Mode actions are kept in source order, so combinations like -> pop, push(other) (swap top) and -> push(a), push(b) (push two) round-trip through codegen without any reordering.

Mode actions only fire on a successful token match; lex failures don’t touch the stack. -> skip and -> push / -> pop cannot coexist on the same token.

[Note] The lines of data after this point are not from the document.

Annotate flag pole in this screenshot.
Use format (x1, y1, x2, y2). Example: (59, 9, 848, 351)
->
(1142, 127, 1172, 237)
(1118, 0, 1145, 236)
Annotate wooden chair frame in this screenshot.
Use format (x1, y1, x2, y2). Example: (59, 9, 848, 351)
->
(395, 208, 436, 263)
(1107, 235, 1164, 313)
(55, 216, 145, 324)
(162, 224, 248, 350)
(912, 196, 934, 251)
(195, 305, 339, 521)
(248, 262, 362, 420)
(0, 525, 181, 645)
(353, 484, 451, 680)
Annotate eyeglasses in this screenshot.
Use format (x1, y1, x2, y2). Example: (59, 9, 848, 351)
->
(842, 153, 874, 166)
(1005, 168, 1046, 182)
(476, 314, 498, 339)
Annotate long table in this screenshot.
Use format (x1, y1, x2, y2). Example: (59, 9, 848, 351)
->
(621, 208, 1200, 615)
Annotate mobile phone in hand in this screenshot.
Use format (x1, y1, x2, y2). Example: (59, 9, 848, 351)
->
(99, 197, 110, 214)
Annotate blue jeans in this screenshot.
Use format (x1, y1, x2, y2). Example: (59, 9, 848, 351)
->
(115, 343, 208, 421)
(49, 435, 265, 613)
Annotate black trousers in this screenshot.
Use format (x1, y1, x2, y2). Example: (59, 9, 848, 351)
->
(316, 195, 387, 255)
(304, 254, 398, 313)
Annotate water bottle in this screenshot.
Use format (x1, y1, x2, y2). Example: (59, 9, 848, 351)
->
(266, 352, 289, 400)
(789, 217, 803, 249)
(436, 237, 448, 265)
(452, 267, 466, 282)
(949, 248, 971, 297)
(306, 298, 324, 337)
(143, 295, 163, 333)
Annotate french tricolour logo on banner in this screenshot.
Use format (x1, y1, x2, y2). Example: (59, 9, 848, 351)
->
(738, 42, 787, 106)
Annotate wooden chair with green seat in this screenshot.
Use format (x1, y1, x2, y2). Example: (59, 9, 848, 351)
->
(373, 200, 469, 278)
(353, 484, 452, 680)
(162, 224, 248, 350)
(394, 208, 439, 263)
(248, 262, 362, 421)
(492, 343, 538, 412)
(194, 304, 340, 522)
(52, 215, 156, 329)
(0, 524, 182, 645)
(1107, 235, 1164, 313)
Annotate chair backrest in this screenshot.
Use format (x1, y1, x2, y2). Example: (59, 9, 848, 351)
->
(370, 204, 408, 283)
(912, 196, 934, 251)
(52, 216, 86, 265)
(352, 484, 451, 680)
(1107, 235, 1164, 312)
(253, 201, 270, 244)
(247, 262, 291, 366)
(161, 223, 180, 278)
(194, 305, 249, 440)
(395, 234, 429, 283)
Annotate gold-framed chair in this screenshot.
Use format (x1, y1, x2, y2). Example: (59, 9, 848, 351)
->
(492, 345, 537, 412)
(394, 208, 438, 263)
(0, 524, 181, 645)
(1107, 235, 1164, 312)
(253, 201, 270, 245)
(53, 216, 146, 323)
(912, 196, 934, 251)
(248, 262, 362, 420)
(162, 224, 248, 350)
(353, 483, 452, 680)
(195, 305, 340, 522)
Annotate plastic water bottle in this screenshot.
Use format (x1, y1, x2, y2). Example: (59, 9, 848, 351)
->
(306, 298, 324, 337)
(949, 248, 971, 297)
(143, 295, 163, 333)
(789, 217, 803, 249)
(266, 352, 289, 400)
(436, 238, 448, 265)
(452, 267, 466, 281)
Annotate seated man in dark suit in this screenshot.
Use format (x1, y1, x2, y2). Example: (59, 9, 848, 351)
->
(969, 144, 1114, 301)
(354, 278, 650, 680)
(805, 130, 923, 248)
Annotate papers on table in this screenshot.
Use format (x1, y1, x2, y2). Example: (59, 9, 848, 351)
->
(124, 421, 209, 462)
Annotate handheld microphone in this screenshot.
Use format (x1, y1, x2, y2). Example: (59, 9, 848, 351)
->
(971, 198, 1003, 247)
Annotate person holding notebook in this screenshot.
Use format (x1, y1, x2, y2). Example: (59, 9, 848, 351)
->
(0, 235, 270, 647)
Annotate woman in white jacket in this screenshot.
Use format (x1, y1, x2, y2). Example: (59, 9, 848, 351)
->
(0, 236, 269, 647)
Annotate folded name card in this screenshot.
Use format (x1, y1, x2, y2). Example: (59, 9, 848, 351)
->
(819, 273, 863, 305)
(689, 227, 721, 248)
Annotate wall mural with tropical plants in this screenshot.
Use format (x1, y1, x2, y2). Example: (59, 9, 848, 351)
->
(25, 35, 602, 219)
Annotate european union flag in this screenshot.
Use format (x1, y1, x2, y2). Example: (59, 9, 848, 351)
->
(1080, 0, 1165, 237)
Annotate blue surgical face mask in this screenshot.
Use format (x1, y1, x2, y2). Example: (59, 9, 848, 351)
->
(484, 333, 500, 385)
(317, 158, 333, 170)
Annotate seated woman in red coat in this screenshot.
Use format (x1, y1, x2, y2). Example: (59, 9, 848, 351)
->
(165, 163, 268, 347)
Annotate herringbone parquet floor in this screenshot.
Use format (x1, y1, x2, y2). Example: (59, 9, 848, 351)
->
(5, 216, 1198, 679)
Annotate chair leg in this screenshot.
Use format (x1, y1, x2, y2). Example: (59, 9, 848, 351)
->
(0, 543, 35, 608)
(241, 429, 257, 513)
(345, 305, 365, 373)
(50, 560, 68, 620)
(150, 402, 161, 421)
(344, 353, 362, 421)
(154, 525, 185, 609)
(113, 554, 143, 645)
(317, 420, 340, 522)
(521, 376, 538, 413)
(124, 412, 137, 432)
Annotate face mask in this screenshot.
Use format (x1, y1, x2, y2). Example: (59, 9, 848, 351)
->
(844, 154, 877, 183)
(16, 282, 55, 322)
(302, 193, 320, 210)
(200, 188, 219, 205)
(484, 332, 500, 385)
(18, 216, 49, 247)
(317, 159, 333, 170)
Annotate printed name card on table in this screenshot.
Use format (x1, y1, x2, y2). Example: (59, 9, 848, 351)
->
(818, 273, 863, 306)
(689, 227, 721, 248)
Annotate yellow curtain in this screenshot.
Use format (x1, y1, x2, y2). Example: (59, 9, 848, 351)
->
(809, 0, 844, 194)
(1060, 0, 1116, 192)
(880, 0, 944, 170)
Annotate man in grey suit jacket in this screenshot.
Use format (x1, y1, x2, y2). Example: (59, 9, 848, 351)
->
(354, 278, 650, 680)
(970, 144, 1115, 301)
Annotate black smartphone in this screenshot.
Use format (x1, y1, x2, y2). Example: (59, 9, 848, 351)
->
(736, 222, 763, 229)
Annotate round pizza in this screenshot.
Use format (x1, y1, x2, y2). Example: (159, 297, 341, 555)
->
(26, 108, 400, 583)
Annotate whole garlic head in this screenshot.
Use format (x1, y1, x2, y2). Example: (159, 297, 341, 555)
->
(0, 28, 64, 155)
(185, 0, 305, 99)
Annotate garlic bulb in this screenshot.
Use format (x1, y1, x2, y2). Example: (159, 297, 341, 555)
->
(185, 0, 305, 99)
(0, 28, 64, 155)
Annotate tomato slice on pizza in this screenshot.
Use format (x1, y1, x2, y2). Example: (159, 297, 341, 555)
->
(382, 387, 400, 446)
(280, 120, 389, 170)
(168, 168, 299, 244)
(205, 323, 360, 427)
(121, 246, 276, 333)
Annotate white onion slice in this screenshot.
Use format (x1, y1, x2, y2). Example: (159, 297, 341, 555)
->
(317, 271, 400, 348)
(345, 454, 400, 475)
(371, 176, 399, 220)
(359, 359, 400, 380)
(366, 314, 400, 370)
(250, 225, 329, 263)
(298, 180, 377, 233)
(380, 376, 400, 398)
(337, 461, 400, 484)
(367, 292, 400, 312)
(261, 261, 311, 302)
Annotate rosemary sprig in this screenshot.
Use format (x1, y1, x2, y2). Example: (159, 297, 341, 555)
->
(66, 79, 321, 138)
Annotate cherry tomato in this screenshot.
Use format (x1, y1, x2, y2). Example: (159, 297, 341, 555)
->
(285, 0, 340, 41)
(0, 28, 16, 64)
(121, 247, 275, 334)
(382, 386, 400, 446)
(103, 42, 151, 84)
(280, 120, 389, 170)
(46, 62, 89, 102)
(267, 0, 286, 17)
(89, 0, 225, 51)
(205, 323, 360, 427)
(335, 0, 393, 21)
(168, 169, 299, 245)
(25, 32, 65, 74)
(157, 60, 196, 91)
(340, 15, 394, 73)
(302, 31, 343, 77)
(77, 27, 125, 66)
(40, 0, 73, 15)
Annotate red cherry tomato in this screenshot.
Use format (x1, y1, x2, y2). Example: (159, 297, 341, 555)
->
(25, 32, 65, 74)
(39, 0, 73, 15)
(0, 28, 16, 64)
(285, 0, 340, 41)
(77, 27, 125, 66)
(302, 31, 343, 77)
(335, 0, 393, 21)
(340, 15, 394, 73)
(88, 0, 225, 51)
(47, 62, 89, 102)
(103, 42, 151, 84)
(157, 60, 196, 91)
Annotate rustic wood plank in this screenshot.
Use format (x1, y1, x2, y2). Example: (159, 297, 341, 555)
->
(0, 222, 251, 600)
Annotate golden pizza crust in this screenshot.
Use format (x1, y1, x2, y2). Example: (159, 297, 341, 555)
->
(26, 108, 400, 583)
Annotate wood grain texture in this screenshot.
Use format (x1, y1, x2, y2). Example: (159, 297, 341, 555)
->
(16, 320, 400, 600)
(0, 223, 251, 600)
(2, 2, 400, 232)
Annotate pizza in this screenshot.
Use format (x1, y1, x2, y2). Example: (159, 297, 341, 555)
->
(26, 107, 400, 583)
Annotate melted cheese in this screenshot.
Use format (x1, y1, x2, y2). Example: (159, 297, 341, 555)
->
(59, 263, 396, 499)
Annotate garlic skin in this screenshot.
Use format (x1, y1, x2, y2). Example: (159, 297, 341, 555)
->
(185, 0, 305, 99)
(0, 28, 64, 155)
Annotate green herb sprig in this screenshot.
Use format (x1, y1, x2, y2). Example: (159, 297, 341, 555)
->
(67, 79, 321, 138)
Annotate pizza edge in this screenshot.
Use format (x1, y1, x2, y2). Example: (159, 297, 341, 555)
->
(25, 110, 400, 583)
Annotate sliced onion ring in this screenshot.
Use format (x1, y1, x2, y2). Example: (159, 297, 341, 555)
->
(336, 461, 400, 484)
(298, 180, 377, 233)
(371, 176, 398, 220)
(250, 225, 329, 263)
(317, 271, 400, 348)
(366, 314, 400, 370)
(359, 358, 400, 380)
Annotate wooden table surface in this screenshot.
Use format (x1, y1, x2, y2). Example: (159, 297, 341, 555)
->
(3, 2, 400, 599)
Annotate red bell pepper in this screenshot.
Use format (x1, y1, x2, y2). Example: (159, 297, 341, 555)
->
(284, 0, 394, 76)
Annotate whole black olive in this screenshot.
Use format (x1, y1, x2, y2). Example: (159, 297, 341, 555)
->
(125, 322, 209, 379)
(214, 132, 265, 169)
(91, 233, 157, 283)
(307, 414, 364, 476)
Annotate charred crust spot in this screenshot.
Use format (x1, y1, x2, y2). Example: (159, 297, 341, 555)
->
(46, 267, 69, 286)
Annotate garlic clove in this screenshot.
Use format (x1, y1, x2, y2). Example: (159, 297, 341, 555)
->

Editor tooling note: tree-sitter does not have a notion of lexer modes, so the parsuna ... tree-sitter backend emits a single combined pattern alternation that approximates the parsuna grammar. For grammars that lean heavily on modes, tree-sitter highlighting may miss context distinctions parsuna’s runtime gets right.

Fragment rules and tokens

Fragments let you name a sub-pattern without it showing up in the output. They are useful in two ways:

  • Readability. Break a long token pattern into named pieces:

    _DIGIT  = '0'..'9';
    _FRAC   = "." _DIGIT+;
    _EXP    = ('e' | 'E') ('+' | '-')? _DIGIT+;
    NUMBER  = '-'? _DIGIT+ _FRAC? _EXP?;
    

    The fragments are inlined into NUMBER before the lexer DFA is built; they are not themselves token kinds at runtime.

  • Structure without noise. Fragment rules factor common rule bodies without adding a nesting level to the event stream — a consumer that walks Enter/Exit events sees exactly the hierarchy your non-fragment rules describe.

Naming conventions and reserved names

  • The first non-fragment rule declared in the file is the default start rule. Every non-fragment rule also becomes a public entry point in the generated parser, so the start choice is a default — consumers can begin parsing from any public rule.

  • A grammar must declare at least one non-fragment rule, otherwise nothing would be emitted.

  • Token and rule name spaces are separate, but parsuna uses the case of the first letter of the name to decide which one you meant, so you cannot declare a token and a rule with names that differ only in case.

  • The mode name default refers to the implicit default mode; an explicit @mode(default) on a token resolves to mode id 0, exactly the same as omitting the annotation entirely.